Prove that $L^{\infty}$ and $L^{2}$ metrics on $C([a,b])$ are not equivalent.
First, I can see there are many examples which converges in $L^{2}$, not in $L^{\infty}$.
Second, for the finite interval, I can see $L^{\infty}$ convergence implies $L^{2}$.
(I think for all $p \in [1,\infty)$, $L^{\infty}$ convergence implies $L^{p}$)
But I'm not sure I can say '$L^{\infty}$ convergence implies $L^{2}$' for infinite interval.
since for the second one, $\parallel f_{n} - f\parallel_{2} \leq \parallel f_{n} - f\parallel_{\infty} \dot (b-a)^{1/2}$
Can anyone help me prove or give counter example?
Everything you've said is correct. On an infinite interval, $L^\infty$ convergence does not imply $L^2$ convergence. The constant functions $f_n = \frac 1n$ are in $C([0,\infty))$ and converge to zero in $L^\infty$, but they are not in $L^2$, so they certainly don't converge in $L^2$.
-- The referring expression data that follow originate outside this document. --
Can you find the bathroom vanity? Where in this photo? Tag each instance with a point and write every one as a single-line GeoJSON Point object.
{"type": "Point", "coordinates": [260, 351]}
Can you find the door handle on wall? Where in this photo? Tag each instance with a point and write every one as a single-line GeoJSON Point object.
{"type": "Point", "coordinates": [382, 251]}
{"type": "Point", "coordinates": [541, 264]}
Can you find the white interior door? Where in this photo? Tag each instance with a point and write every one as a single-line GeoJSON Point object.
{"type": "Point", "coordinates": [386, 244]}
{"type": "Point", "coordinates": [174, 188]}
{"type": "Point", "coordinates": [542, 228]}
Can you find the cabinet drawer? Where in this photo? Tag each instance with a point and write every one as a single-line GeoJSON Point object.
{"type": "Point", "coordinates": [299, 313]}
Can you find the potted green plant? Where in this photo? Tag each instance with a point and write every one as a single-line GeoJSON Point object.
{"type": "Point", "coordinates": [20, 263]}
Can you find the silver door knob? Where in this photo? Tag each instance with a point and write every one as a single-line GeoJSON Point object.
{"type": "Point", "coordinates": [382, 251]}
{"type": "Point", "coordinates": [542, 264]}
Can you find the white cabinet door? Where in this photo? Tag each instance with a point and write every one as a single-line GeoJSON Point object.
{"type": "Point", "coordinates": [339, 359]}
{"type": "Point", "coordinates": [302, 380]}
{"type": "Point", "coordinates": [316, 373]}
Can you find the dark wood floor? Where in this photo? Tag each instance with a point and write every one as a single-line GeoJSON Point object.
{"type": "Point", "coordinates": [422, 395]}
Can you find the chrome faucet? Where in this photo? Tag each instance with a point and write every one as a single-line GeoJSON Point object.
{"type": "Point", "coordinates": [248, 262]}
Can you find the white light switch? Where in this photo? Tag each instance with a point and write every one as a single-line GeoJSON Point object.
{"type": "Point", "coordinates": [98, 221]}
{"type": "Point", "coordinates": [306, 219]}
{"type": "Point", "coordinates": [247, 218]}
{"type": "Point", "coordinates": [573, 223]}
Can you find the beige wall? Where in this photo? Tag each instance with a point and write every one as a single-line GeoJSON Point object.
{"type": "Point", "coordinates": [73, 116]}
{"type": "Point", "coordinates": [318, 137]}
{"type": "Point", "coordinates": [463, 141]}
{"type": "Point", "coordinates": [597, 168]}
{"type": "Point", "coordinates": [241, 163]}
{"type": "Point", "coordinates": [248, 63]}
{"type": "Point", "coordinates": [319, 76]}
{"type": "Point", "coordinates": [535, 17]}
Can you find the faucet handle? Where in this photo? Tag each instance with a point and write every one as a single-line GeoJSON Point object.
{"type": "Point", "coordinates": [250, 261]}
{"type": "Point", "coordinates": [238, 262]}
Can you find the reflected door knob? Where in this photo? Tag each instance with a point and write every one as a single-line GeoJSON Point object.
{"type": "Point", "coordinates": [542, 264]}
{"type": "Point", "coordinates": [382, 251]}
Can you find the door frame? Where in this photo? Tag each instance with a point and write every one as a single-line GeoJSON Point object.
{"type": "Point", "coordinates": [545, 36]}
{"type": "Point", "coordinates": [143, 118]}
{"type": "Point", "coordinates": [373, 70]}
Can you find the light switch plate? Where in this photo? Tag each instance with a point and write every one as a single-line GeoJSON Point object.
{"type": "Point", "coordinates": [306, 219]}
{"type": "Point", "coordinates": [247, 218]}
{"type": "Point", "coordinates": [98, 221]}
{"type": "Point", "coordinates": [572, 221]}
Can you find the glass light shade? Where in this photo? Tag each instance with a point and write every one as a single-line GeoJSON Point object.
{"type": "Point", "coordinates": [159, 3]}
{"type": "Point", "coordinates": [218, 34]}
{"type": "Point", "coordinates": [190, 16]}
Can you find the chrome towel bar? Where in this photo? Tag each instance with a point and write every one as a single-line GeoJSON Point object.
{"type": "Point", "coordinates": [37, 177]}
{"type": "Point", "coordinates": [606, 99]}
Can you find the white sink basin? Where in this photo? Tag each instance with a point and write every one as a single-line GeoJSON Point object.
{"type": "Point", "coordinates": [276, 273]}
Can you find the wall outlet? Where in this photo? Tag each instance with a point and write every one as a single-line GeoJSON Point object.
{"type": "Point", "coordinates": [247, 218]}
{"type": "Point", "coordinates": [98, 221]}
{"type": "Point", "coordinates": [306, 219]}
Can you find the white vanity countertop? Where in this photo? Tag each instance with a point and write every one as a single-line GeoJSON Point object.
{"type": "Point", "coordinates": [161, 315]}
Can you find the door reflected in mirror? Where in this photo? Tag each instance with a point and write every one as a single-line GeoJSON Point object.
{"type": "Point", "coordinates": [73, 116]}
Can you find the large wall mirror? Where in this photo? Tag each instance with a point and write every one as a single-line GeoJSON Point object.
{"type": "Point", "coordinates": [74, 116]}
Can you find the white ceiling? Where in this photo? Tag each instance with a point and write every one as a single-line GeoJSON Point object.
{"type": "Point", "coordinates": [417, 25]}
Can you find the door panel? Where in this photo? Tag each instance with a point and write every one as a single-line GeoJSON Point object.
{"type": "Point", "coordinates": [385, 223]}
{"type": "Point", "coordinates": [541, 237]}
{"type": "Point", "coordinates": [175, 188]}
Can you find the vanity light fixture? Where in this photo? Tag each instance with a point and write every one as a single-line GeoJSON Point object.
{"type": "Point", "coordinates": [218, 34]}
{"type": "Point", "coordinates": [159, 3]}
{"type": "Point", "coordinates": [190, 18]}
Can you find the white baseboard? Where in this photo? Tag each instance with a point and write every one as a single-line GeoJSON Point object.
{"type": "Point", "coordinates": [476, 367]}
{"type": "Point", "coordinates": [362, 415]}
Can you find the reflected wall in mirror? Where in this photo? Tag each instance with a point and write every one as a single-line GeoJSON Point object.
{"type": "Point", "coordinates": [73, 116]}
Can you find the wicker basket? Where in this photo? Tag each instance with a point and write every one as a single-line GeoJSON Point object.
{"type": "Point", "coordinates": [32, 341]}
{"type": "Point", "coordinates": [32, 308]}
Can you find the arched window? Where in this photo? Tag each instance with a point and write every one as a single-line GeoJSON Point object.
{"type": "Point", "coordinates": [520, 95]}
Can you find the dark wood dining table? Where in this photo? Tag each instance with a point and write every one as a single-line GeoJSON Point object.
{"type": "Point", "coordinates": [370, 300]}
Even if you restrict to functions which are in $C([0,\infty))\cap L^2([0,\infty)) \cap L^\infty([0,\infty))$, it doesn't hold. I think I have the details right here, but certainly the idea is correct: take $$f_n(x) = \left\{ \begin{matrix} \frac 1 {n^{3/2}}\sqrt{x-n^2}, & n^2 < x \le 2n^2, \\ \frac 1 {n^{3/2}}\sqrt{3n^2-x}, & 2n^2 < x \le 3n^2, \\ 0, & \text{otherwise} \end{matrix} \right.$$ Then $\lvert f_n\rvert \le \frac{1}{n^{1/2}}$ which shows that $f_n \to 0$ in $L^\infty$. However, each $f_n^2$ has a graph that is a triangle of height $1/n$ and a base of length $2n^2$, meaning that $\|f_n\|^2_2 = n \to \infty$.